Appels de tous côtés à la dé-servation, ce que Albin Kurti doit faire selon Halil Matosh

Les États-Unis d ' Amérique, l ' Union européenne et d ' autres pays alliés du Kosovo, y compris les pays voisins, appellent constamment les autorités de Pristina et de Belgrade à réduire les tensions, ce qui, selon eux, conduirait à la disparition de la situation. L'Union européenne a appelé le Premier ministre lundi.
Les États-Unis d ' Amérique, l ' Union européenne et d ' autres pays alliés du Kosovo, y compris les pays voisins, appellent constamment les autorités de Pristina et de Belgrade à réduire les tensions, ce qui, selon eux, conduirait à la disparition de la situation.
L'Union européenne a invité le Premier ministre du Kosovo, M. Albin Kurti, lundi, et le président de la Serbie, M. Aleksandar Vuciq, à accepter sans condition l'invitation à participer à la réunion de crise de Bruxelles, qui doit se tenir selon toute probabilité le 22 juin ou le 23 juin.
Les dirigeants des deux pays n'ont pas donné une coupe “OO” à Bruxelles.
Le Premier ministre du Kosovo, Albin Kurti, lorsqu'on lui a demandé s'il accepterait une réunion avec le président serbe Aleksandar Vuciq à Bruxelles, a déclaré qu'il n'était toujours pas décidé s'il y participerait.
Il a ajouté que quand il aura les données sur les flics, il décidera s'il veut y aller.
Alors que le président serbe Aleksandar Vuciq a déclaré qu'il pourrait aller à la réunion, seulement comme il l'a dit “techniquement”.
Je trouve inutile de parler à une personne qui n'est pas disposée à parler. Techniquement, je peux me présenter à cette réunion... mais, euh, parler à Kurt pas”, Vuciq a dit.
Le publiciste Halil Matosi, dans une conversation avec Periscopi, a déclaré que les décisions du premier ministre dans le nord du pays n'ont donné lieu qu'à un conflit, où il y a pour l'équilibre deux maires “isolés” et trois policiers frontaliers enlevés, perdant ainsi le soutien des alliés du Kosovo occidental
Il a également ignoré les conditions occidentales de déchéance en renvoyant ses termes et en continuant à personnaliser le conflit entre le Kosovo et la Serbie, dans son conflit avec le Président Vuciq. Il est dans une course dangereuse avec Aleksandar Vuciq sur qui est plus fort dans le nord. Il a réussi à capturer deux maires présumés dans les installations municipales du nord et à attraper trois criminels, mais il perd maintenant tout le soutien des Alliés. Et personne ne parle des trois gardes frontière enlevés par l'unité spéciale de gendarmerie serbe. Tout le monde le traite avec silence! ” Matosh a dit.

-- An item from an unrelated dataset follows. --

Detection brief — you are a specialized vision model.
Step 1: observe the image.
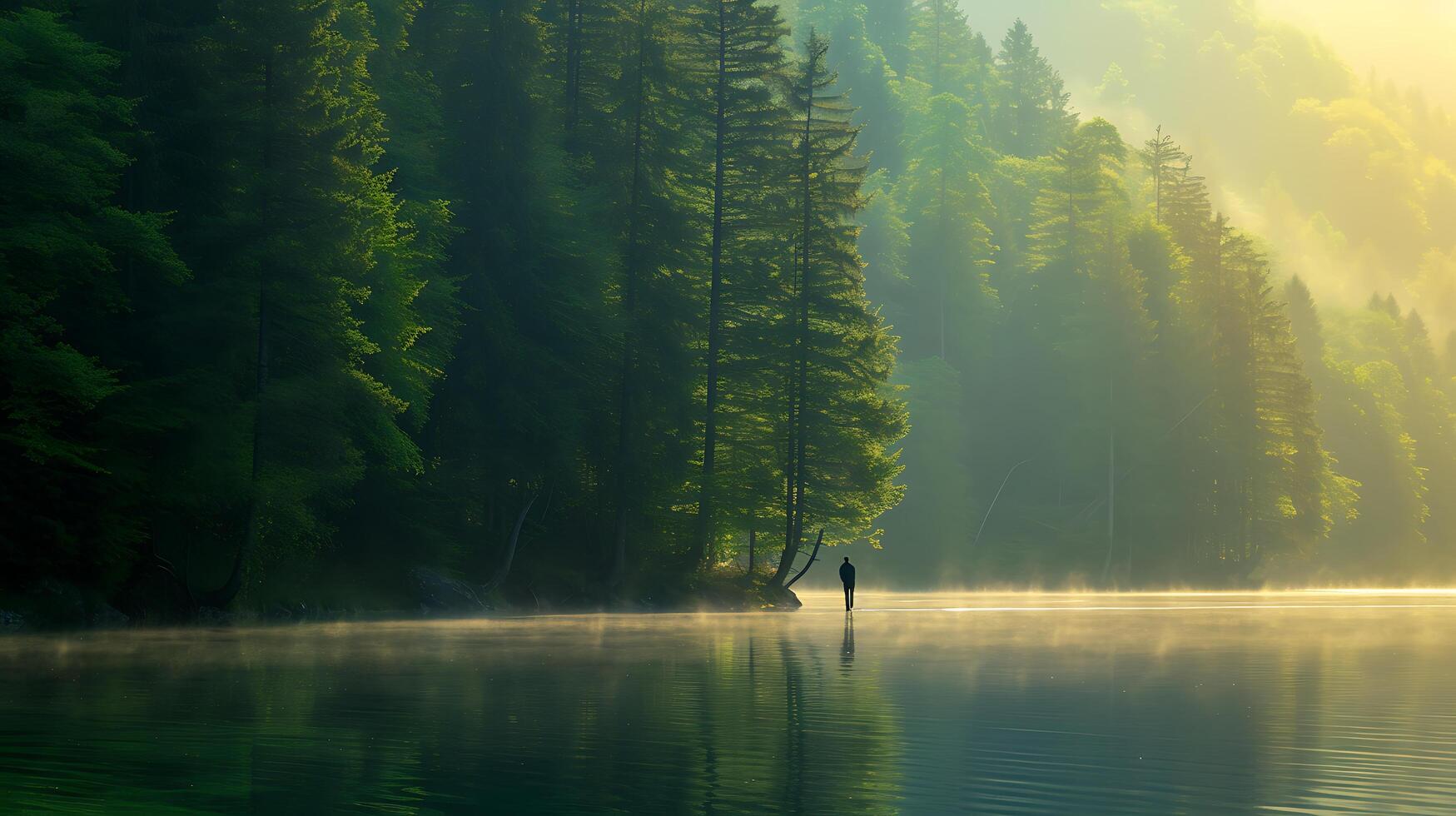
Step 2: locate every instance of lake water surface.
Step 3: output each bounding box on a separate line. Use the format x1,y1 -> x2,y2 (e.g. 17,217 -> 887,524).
0,592 -> 1456,814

Pour l'analyste Matoshi, la seule façon de sortir de cette situation est de commencer par la mise en œuvre de l'accord d'Ohrid, puis les prochaines étapes qu'il lui a expliquées :
“Curt's Square et Kosovo n'épargnent que le début urgent de la mise en oeuvre de l'accord d'Ohrid, puisant d'abord les deux maires des objets municipaux dans les bureaux des communautés, avec la police spéciale et l'annonce d'élections libres dans le nord, et reprenant les rapports avec les États-Unis et l'UE comme questions existentielles”, Matosi a dit de Periscope.

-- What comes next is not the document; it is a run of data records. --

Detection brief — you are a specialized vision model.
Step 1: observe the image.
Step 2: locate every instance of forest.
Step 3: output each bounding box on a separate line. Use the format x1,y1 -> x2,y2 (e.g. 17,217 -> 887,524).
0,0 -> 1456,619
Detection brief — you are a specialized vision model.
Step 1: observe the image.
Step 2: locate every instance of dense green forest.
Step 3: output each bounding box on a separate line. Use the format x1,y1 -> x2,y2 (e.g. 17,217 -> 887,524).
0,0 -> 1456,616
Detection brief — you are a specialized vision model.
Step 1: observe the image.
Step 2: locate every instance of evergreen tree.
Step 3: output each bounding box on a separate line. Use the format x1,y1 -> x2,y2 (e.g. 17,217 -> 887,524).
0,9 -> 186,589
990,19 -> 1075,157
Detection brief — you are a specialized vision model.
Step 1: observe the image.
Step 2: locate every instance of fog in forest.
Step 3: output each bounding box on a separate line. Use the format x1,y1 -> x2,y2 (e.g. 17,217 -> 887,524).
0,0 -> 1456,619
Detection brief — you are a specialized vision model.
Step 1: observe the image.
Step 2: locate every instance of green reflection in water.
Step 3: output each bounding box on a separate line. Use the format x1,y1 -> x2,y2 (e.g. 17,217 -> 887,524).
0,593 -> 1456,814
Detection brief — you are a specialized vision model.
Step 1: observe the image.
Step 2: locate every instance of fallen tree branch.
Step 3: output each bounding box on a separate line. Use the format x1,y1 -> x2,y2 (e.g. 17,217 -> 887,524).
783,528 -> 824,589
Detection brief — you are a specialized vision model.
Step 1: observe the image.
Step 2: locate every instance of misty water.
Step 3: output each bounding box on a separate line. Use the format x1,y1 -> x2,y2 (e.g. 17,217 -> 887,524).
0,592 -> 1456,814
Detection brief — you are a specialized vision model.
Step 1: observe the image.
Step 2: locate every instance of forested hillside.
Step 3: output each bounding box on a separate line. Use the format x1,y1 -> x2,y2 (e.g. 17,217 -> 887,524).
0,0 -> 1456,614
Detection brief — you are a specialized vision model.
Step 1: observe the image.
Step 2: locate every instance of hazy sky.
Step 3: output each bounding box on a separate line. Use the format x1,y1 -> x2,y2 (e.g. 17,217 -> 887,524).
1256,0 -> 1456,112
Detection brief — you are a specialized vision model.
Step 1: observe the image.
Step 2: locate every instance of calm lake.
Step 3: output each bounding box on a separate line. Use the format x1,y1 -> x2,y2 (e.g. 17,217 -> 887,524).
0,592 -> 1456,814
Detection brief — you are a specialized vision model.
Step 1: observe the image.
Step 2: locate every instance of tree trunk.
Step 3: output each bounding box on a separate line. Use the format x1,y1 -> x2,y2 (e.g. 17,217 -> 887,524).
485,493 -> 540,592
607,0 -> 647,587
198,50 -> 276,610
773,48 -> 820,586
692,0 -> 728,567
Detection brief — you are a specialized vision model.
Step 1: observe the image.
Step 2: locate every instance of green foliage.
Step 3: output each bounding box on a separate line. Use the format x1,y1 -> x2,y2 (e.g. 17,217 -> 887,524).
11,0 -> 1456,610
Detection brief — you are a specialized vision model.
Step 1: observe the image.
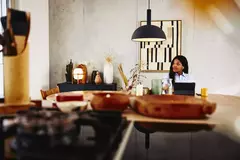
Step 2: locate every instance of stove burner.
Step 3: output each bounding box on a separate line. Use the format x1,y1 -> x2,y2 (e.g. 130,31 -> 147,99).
0,108 -> 127,160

À la fin du mois de mai, dans la partie nord, le gouvernement du Kosovo a décidé d'installer des maires des municipalités à majorité serbe dans les bâtiments municipaux, en présence de l'Unité spéciale du Kosovo. Cela a provoqué une déception parmi les résidents serbes de cette partie, qui ont déclenché des manifestations, qui ont même, dans certains cas, dégénéré en violence.
La police du Kosovo a arrêté plusieurs personnes soupçonnées de violences contre des journalistes et des membres de la KFOR.

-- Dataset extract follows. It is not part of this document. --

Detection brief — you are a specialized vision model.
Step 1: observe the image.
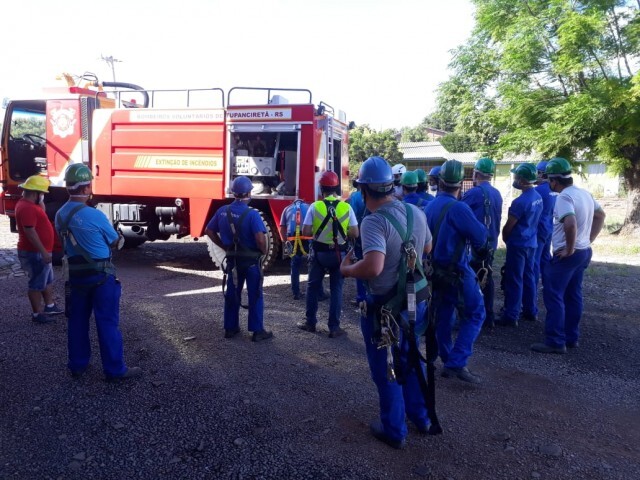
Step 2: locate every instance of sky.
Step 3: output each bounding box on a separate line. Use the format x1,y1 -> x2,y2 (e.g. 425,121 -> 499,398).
0,0 -> 474,130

Il y a environ une semaine, la police serbe a enlevé trois agents de la police des frontières qui, selon les autorités du Kosovo, se trouvaient sur le territoire du Kosovo. En Serbie, on leur a assigné des mesures de détention.
Pour leur libération immédiate et inconditionnelle, les États-Unis ont également fait appel.Le périscope.